Buffer bloat is when big buffers act like ferrys with huge capacity. People enter a huge 2000 passenger capacity boat, and are let on by their hundreds with seemingly no delay. But the ferry will not depart until it is reasonably full. So the people who got on first may have to wait for hours before the ferry actually departs and crosses the river.
It is clear that bigger ferries are no substitute for more ferries....or smaller rivers. Or possibly a bridge. In any case, you can get away without introducing cars or airplanes, so my job is done here.
May the Maths Be with you!
Well, you definitely CAN tell when one or more buffers along the path begins to fill up, because latency increases. Packet loss is not necessary and, in fact, packet loss just makes the problem worse since many TCP connections implement SACK now and can keep the bandwidth saturated even in the face of packet loss.
The ideal behavior is probably not to start dropping packets immediately... eventually, sure, but definitely not immediately. Ideally what you want to do is to attempt to shift the problem closer to the edges of the network where it is easier to fairly apportion bandwidth between customers.
Send-side bandwidth limiting is very easy to implement since TCP already has a facility to collect latency information in the returned acks. I wrote a little beastie to do that in FreeBSD many years ago, and I turn it on in DragonFly releases by default.
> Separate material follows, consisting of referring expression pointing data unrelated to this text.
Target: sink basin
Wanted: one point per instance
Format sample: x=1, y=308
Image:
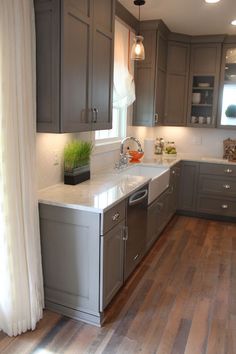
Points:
x=159, y=178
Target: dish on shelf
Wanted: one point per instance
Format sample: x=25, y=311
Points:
x=166, y=155
x=203, y=84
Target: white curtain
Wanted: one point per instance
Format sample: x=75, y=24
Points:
x=21, y=285
x=124, y=88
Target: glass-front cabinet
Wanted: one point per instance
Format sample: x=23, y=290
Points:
x=227, y=101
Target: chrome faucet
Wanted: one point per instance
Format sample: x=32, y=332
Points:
x=124, y=158
x=130, y=138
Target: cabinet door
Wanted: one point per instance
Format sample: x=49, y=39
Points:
x=158, y=216
x=161, y=78
x=103, y=58
x=188, y=186
x=112, y=263
x=227, y=90
x=174, y=189
x=76, y=66
x=204, y=70
x=177, y=84
x=47, y=17
x=205, y=59
x=70, y=253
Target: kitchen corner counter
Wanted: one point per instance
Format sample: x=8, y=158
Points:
x=172, y=160
x=96, y=195
x=108, y=188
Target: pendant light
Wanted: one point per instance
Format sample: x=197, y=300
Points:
x=137, y=51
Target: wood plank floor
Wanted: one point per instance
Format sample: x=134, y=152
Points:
x=181, y=300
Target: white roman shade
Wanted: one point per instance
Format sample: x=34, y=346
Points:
x=124, y=88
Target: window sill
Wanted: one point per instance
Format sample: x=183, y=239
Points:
x=106, y=147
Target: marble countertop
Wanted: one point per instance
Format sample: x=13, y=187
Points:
x=108, y=188
x=97, y=195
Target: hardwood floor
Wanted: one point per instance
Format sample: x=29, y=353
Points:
x=181, y=300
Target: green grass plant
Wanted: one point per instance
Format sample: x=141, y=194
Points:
x=76, y=154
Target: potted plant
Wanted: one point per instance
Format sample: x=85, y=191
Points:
x=77, y=161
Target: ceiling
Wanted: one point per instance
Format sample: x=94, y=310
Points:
x=193, y=17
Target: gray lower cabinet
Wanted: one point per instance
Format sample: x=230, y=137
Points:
x=217, y=190
x=71, y=255
x=74, y=52
x=175, y=172
x=157, y=218
x=112, y=263
x=207, y=189
x=83, y=259
x=188, y=185
x=163, y=208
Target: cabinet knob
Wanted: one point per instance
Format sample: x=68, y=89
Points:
x=228, y=170
x=136, y=257
x=224, y=206
x=125, y=233
x=156, y=118
x=160, y=205
x=116, y=216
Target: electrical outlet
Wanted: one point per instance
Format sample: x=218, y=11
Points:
x=197, y=140
x=55, y=158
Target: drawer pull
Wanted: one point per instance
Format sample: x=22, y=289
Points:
x=116, y=216
x=228, y=170
x=125, y=233
x=224, y=206
x=136, y=257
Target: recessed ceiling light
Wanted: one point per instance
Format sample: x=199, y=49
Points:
x=212, y=1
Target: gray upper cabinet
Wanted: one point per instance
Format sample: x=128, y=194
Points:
x=74, y=65
x=204, y=84
x=227, y=92
x=177, y=83
x=150, y=76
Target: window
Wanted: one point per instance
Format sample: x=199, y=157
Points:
x=123, y=88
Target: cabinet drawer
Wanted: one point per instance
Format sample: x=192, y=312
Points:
x=217, y=169
x=216, y=205
x=217, y=185
x=112, y=217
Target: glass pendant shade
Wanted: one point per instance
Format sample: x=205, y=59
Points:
x=137, y=51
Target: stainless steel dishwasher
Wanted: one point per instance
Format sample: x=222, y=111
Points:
x=136, y=229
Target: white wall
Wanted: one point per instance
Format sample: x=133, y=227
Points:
x=205, y=141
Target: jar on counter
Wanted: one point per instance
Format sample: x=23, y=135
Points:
x=159, y=146
x=170, y=148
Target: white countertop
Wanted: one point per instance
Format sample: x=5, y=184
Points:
x=108, y=188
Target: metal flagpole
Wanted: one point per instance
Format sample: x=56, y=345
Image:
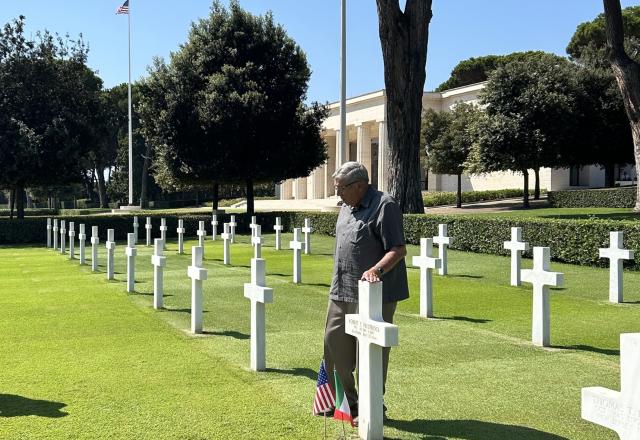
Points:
x=342, y=142
x=130, y=124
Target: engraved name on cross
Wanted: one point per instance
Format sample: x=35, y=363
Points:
x=373, y=334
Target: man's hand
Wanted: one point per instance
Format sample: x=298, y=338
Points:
x=371, y=275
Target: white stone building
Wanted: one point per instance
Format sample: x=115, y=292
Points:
x=366, y=131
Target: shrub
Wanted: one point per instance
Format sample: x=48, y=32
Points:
x=449, y=198
x=624, y=197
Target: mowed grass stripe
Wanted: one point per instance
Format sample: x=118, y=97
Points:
x=471, y=370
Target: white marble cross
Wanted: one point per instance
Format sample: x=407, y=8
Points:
x=278, y=228
x=163, y=231
x=63, y=235
x=111, y=246
x=616, y=253
x=202, y=232
x=619, y=411
x=253, y=225
x=130, y=251
x=541, y=278
x=232, y=228
x=373, y=334
x=296, y=245
x=55, y=234
x=226, y=238
x=159, y=261
x=197, y=274
x=82, y=238
x=307, y=236
x=214, y=227
x=517, y=246
x=256, y=241
x=442, y=241
x=95, y=240
x=49, y=232
x=259, y=295
x=180, y=232
x=148, y=227
x=426, y=263
x=135, y=227
x=72, y=241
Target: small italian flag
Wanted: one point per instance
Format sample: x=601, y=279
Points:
x=342, y=411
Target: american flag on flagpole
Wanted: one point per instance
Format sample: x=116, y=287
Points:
x=124, y=9
x=325, y=398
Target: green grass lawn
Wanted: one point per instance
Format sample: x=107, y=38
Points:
x=81, y=358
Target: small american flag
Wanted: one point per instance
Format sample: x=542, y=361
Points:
x=124, y=9
x=325, y=399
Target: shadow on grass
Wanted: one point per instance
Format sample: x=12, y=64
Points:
x=475, y=277
x=465, y=319
x=605, y=351
x=230, y=333
x=469, y=430
x=148, y=294
x=185, y=310
x=300, y=372
x=16, y=406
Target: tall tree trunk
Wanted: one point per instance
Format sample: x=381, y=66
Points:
x=250, y=204
x=627, y=73
x=404, y=37
x=12, y=202
x=214, y=205
x=609, y=175
x=144, y=197
x=525, y=197
x=19, y=197
x=102, y=188
x=459, y=192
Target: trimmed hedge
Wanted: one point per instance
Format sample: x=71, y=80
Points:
x=624, y=197
x=449, y=198
x=571, y=241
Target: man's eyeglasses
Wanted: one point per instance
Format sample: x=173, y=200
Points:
x=341, y=188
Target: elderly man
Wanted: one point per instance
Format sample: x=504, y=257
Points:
x=369, y=246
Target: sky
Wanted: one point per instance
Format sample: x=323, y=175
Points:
x=459, y=29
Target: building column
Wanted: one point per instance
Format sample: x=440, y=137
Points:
x=363, y=154
x=382, y=155
x=330, y=166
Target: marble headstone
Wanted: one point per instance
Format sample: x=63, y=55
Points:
x=541, y=278
x=619, y=411
x=373, y=334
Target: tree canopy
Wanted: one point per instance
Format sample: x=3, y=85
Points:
x=531, y=119
x=477, y=69
x=229, y=106
x=448, y=139
x=48, y=101
x=592, y=34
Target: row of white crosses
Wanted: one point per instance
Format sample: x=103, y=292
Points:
x=615, y=253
The purpose of the feature is not to completely remove packet buffering from the network, because doing so would put the sending server at a severe disadvantage verses other servers that do not implement similar algorithms (which is most of them).
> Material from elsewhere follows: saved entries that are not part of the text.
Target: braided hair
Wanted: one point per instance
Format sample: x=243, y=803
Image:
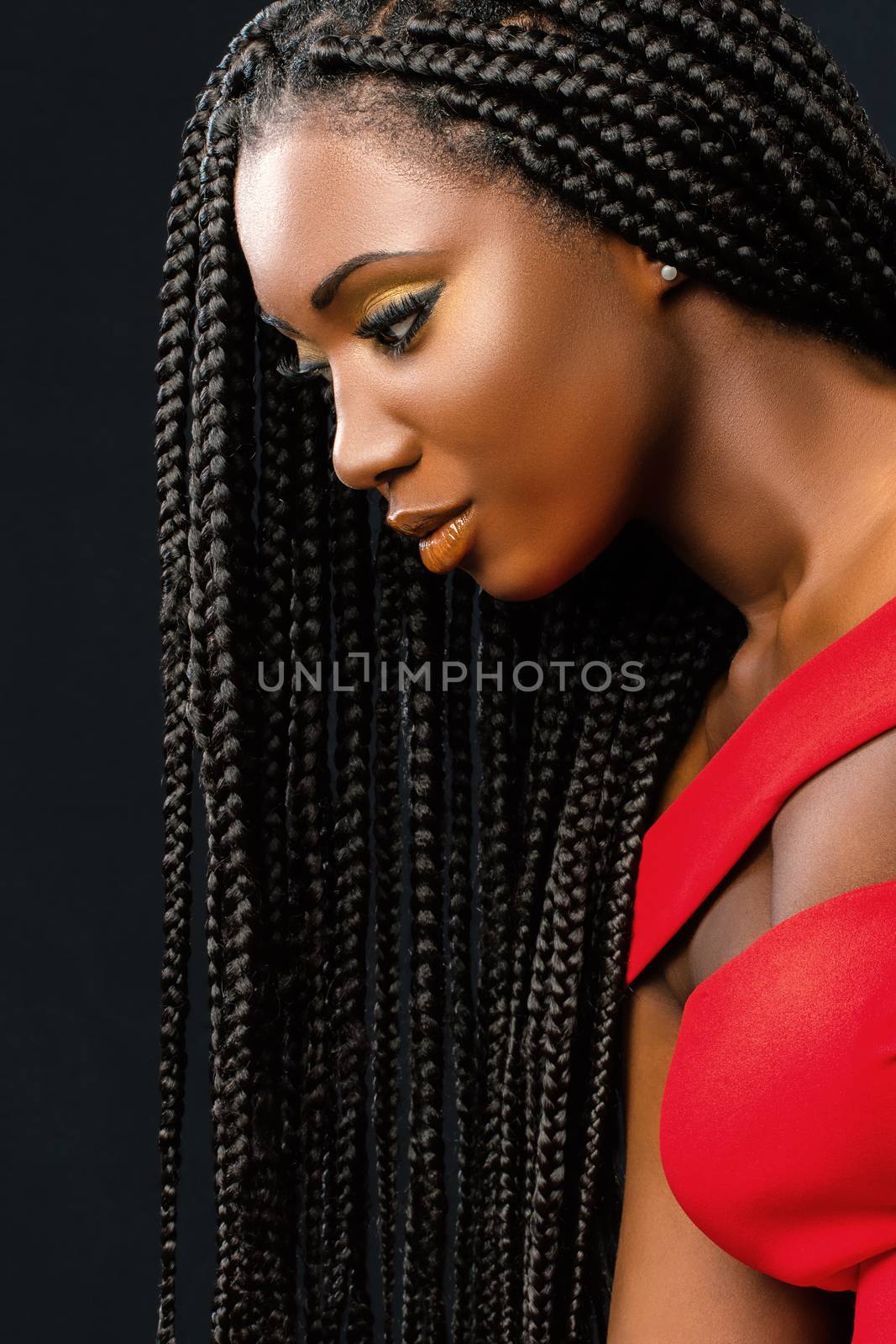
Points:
x=418, y=897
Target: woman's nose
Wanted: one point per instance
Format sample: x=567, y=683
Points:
x=369, y=447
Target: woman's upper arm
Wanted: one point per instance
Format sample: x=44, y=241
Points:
x=672, y=1284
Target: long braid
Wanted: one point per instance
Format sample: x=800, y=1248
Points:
x=684, y=645
x=719, y=136
x=387, y=828
x=308, y=1093
x=458, y=707
x=354, y=611
x=426, y=1198
x=172, y=373
x=544, y=781
x=228, y=763
x=273, y=1191
x=497, y=857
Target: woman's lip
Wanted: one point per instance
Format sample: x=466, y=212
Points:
x=443, y=549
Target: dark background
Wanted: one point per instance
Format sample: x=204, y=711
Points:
x=96, y=98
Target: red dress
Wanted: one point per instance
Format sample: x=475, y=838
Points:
x=778, y=1122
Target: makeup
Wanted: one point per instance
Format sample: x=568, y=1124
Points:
x=443, y=549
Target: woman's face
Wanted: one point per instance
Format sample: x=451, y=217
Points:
x=521, y=374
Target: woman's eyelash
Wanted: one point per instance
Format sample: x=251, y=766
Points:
x=375, y=327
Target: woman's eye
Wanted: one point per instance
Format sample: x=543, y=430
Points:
x=401, y=328
x=392, y=328
x=396, y=326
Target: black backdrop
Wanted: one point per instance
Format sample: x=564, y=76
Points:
x=96, y=98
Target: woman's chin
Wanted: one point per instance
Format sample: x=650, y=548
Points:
x=515, y=582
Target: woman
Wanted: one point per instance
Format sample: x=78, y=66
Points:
x=594, y=308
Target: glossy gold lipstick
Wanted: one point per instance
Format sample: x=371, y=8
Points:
x=443, y=549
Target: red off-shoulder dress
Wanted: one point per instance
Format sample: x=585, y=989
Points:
x=778, y=1124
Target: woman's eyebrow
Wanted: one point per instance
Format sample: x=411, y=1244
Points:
x=324, y=292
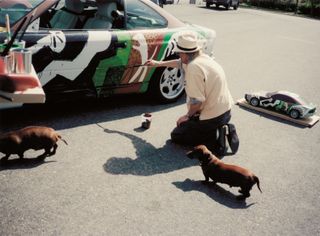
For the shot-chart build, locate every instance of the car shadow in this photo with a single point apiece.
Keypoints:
(149, 159)
(70, 114)
(26, 163)
(214, 8)
(213, 191)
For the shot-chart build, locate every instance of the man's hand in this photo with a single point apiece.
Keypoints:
(182, 119)
(152, 63)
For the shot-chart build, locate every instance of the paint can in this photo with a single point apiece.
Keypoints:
(146, 119)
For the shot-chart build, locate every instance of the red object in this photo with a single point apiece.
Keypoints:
(18, 82)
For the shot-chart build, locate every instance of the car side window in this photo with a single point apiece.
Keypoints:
(141, 16)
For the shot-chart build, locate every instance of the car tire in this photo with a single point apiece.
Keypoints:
(294, 114)
(167, 84)
(254, 102)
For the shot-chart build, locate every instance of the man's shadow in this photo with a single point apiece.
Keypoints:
(150, 160)
(213, 191)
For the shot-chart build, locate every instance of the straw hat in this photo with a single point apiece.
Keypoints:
(187, 43)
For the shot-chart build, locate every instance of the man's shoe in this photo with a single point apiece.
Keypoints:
(233, 138)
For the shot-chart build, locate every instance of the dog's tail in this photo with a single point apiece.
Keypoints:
(256, 180)
(59, 136)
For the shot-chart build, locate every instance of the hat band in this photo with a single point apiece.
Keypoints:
(186, 49)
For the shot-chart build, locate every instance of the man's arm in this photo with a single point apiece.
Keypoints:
(175, 63)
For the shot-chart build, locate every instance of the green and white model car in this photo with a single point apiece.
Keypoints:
(282, 101)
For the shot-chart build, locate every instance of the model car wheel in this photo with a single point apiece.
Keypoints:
(254, 102)
(295, 114)
(167, 85)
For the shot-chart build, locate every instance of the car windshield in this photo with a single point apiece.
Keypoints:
(16, 9)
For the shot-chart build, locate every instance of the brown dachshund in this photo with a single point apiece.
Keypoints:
(32, 137)
(220, 172)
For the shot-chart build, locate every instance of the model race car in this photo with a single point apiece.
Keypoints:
(285, 102)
The purpose is to unload the buffers enough such that the algorithms in the edge routers aren't overloaded by the data and can do a better job apportioning bandwidth between streams.
Our little network runs this coupled with fair queueing in both directions... that is, we not only control the outgoing bandwidth, we also pipe all the incoming bandwidth through a well connected colo and control that too, before it runs over the terminal broadband links. This allows us to run FAIRQ in both direction in addition to reserving bandwidth for TCP acks and breaking down other services. FAIRQ always works much better when links are only modestly overloaded and not completely overloaded. Frankly we don't have much of a choice, we HAVE to do this because our last-leg broadband links are 100% saturated in both directions 24x7. Anything short of that and even a single video stream screws up the latency for other connections beyond hope.
This sort of solution works great near the edges.
For the center of the network, frankly, I think about the best that can be done is modest buffering and RED and then trying to reduce the load on the buffers in the center with algorithms run on the edges (that can sense end-to-end latency). The modest buffering is needed for the edge algorithms to be able to operate without bits of the network having to resort to dropping packets. In otherwords, you want the steady state load for the network to not have to drop packets. Dropping packets should be reserved for the case where the load changes too quickly for the nominal algorithms to react. That's my opinion anyhow.